I remembered a kid who slept with a butcher knife under their pillow and locked their bedroom door from the inside. All the other kids knew it was going on. They just didn't talk about it. Another kid always had bruises and scrapes. Fell a lot, was the explanation offered. But all the other kids knew. They just didn't talk about it. A third kid had freedom, at least from all the other kids' perspective. Yet deep down inside, they knew this kid was able to come and go because their mother never noticed they were missing. All the other kids knew. They just didn't talk about it. And there was another kid, one with a pretty decent home life, who was a natural-born storyteller. He was driven by the other children's demons, even at that early age. All the other kids knew it. They just didn't talk about it.
And he'd forgotten about it. Blocked it from his mind when he grew up.
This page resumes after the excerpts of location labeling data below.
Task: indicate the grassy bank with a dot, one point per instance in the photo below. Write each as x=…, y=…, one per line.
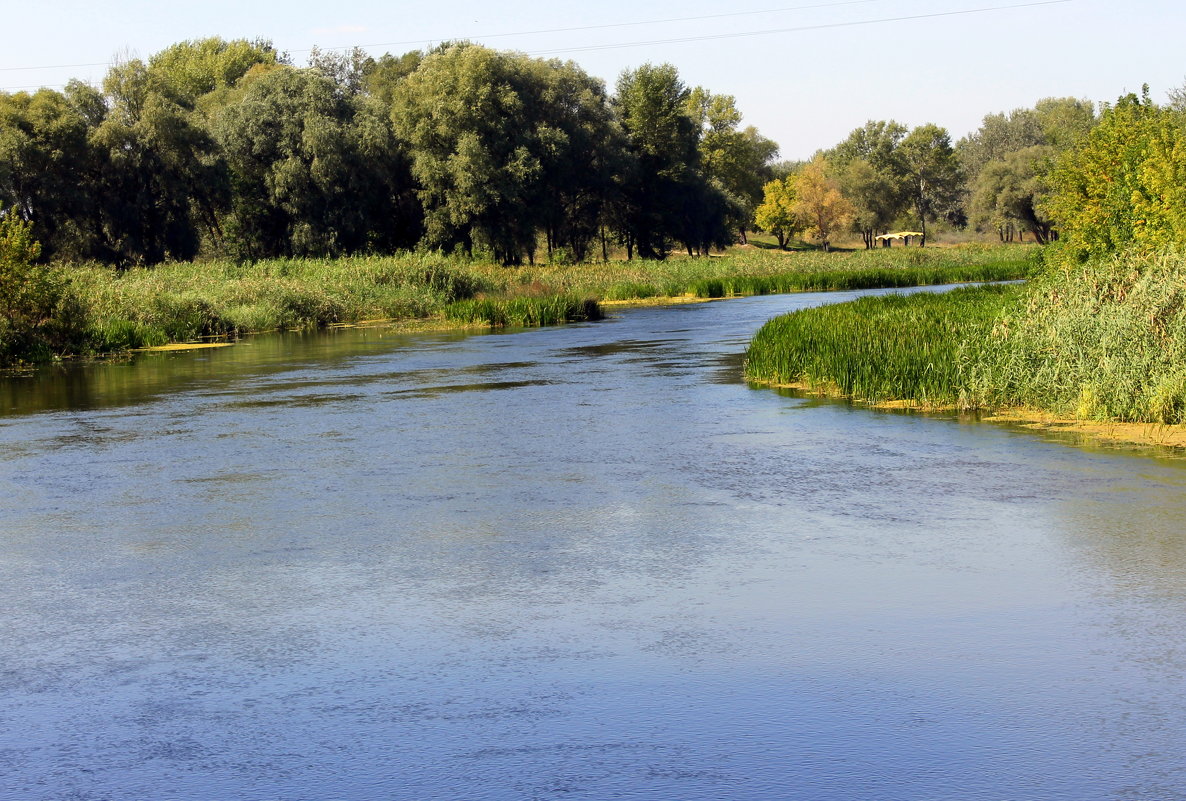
x=916, y=348
x=1104, y=341
x=108, y=311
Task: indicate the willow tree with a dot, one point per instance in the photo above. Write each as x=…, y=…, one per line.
x=652, y=106
x=933, y=175
x=505, y=147
x=820, y=205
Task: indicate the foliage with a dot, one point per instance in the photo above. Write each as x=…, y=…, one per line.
x=918, y=348
x=663, y=141
x=818, y=203
x=1006, y=164
x=873, y=176
x=1126, y=186
x=31, y=294
x=737, y=160
x=313, y=171
x=933, y=175
x=502, y=146
x=1101, y=341
x=1014, y=190
x=776, y=214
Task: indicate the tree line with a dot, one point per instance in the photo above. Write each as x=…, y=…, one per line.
x=885, y=176
x=225, y=148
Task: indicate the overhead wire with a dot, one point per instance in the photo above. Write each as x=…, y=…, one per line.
x=798, y=29
x=515, y=33
x=709, y=37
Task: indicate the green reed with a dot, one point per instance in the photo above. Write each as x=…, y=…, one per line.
x=917, y=348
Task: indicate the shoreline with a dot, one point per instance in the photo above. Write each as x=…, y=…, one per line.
x=1143, y=436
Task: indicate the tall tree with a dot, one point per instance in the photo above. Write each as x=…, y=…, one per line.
x=776, y=213
x=873, y=176
x=484, y=129
x=1013, y=191
x=652, y=106
x=818, y=204
x=1126, y=186
x=735, y=160
x=303, y=184
x=935, y=176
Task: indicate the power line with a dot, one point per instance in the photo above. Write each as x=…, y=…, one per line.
x=795, y=30
x=609, y=25
x=514, y=33
x=709, y=37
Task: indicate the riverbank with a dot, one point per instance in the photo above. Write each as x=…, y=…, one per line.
x=106, y=311
x=1096, y=350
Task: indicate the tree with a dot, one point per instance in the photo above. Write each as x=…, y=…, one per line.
x=818, y=204
x=735, y=160
x=873, y=176
x=652, y=107
x=348, y=69
x=933, y=172
x=45, y=159
x=187, y=71
x=776, y=214
x=30, y=293
x=311, y=170
x=1126, y=186
x=504, y=147
x=1013, y=191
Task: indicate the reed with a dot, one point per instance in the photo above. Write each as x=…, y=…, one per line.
x=115, y=311
x=919, y=348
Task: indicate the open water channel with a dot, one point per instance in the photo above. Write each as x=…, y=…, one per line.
x=573, y=563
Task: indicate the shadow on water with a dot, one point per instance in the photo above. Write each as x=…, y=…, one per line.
x=585, y=561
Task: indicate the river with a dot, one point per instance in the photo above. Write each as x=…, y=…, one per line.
x=574, y=563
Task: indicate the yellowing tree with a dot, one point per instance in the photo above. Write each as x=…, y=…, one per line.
x=777, y=210
x=820, y=205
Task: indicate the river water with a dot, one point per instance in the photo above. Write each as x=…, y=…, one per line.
x=573, y=563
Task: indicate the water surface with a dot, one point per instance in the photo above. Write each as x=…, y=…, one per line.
x=579, y=563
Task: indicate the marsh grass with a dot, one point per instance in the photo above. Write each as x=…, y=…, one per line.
x=918, y=348
x=116, y=311
x=1100, y=341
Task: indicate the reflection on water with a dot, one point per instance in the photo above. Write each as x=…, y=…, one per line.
x=573, y=563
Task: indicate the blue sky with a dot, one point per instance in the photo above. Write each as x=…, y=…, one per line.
x=823, y=74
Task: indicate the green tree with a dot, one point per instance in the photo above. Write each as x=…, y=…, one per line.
x=187, y=71
x=776, y=213
x=1013, y=191
x=1126, y=186
x=820, y=205
x=507, y=147
x=935, y=179
x=45, y=159
x=652, y=106
x=298, y=150
x=30, y=293
x=873, y=176
x=735, y=160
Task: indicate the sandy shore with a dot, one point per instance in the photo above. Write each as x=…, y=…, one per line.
x=1123, y=434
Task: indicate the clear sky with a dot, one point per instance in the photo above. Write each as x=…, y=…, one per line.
x=804, y=71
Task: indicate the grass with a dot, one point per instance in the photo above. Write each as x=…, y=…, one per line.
x=1098, y=341
x=916, y=348
x=1103, y=341
x=116, y=311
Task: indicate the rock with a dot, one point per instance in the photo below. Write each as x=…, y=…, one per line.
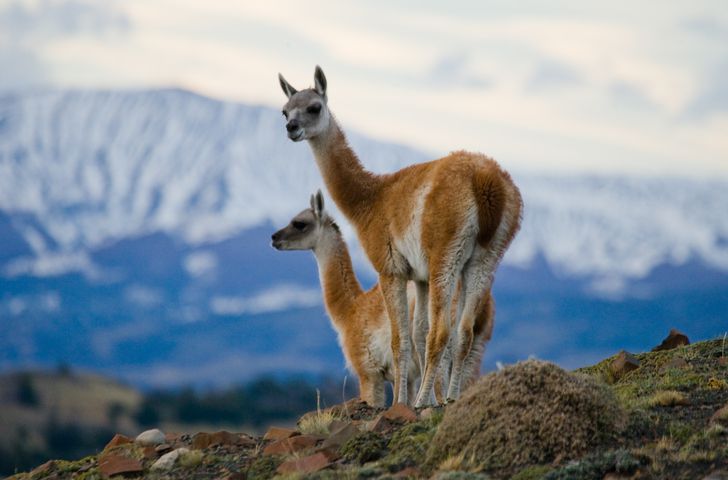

Sometimes, violence and fear are our heritage, passed down to us by our parents. The sound of children laughing often sounds like screaming. The happiest days of our lives are nothing more than a defense mechanism. Who are the real monsters? The ones under the bed, or the ones in charge of the world?
I knew, now. I remembered. I'd gone out to the cemetery and found new old ghosts. It was time to talk about them. I returned to the car, got the laptop, walked back to the cemetery, sat down on a tombstone, and wrote the first three chapters of Ghoul.
I'll let you see it when I'm finished.